A need you can meet.
As I have told you, one of my many side effects of my mental health is that I get so attached. This isn’t to be confused with need attention, but merely affection and the craving to be around my support network. Sometimes when my world becomes dark I need people to numb the pain, help me understand that sometimes what I see or feel isn’t real and to talk me down from a high.
One issue I also have is the counter balance of this. I always feel like I can’t lean on people because of the fear of being a burden. This acts very harshly in line with the previous statement and makes life somewhat difficult.
This one is very vague but what I’m trying to say is I need to feel the comfort of people and the way I can meet this need is to realise that I am not the problem that I believe I am.

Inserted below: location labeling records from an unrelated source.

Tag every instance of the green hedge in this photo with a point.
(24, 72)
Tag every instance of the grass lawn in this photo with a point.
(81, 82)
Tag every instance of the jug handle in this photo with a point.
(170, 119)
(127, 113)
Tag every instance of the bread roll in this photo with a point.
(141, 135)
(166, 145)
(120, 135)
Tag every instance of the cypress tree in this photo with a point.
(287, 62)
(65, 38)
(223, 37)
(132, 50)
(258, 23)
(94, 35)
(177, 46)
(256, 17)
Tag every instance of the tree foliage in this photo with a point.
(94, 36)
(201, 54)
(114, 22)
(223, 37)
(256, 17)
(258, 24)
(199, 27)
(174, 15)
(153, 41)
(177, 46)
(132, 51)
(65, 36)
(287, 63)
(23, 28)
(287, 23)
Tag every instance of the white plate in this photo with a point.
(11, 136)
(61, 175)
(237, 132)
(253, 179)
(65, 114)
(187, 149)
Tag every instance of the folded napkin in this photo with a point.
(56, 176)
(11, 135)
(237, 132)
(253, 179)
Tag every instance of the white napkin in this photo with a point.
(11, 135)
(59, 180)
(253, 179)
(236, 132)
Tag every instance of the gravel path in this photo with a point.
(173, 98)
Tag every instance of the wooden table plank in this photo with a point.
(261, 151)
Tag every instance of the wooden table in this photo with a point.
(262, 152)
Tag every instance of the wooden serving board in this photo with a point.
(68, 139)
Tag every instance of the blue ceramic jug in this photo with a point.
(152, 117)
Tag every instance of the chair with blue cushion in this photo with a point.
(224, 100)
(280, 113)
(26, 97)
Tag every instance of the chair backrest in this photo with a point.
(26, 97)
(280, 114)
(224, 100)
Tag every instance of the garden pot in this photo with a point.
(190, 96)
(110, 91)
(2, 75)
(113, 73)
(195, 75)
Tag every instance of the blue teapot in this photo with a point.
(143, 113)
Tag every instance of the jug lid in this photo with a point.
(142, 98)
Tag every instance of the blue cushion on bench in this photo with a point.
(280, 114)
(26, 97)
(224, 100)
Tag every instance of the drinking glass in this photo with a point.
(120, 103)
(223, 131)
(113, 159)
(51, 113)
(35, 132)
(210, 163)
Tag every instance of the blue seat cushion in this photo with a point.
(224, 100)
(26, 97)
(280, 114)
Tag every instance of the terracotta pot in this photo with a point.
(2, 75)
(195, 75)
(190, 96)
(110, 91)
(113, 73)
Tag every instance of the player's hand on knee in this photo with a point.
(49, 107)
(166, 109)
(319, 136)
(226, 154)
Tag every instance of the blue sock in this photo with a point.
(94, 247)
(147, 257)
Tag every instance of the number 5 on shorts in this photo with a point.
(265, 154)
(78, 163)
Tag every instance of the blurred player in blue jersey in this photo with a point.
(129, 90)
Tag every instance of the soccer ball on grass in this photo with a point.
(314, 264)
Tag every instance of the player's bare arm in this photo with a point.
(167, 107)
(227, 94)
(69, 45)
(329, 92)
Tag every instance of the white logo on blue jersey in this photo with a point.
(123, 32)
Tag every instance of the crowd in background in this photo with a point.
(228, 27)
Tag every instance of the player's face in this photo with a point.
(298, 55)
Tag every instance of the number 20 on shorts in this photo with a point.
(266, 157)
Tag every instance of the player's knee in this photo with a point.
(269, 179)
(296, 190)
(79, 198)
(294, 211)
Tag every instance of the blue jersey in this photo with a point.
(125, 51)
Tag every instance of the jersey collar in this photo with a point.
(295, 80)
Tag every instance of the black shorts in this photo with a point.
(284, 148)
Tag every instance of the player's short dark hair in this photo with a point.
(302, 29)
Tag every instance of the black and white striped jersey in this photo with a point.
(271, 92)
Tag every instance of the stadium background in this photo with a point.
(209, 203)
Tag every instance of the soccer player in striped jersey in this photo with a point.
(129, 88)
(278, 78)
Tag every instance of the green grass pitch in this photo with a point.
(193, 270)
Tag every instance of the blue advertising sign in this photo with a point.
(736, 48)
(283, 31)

It’s like if I spent hours or days talking to someone and that suddenly stops I feel awful. Obviously I know that people have their own lives and can’t spend all their time talking, I know that very well as I am the same. It’s just when something feels familiar and then it all of a sudden stops, that’s when my brain works overtime in wandering why. This is what I mean about the fact I don’t really crave attention, I am very comfortable in my own skin and company, I just don’t like sudden change when it comes to what’s closest to me.
I managed to deal with this need but slowly coming to terms with the fact that it’s not be that is the issue. It’s lifestyles and other outside factors. Life isn’t easy living with what I feel every day, but in slowly getting there and I’m proud of it.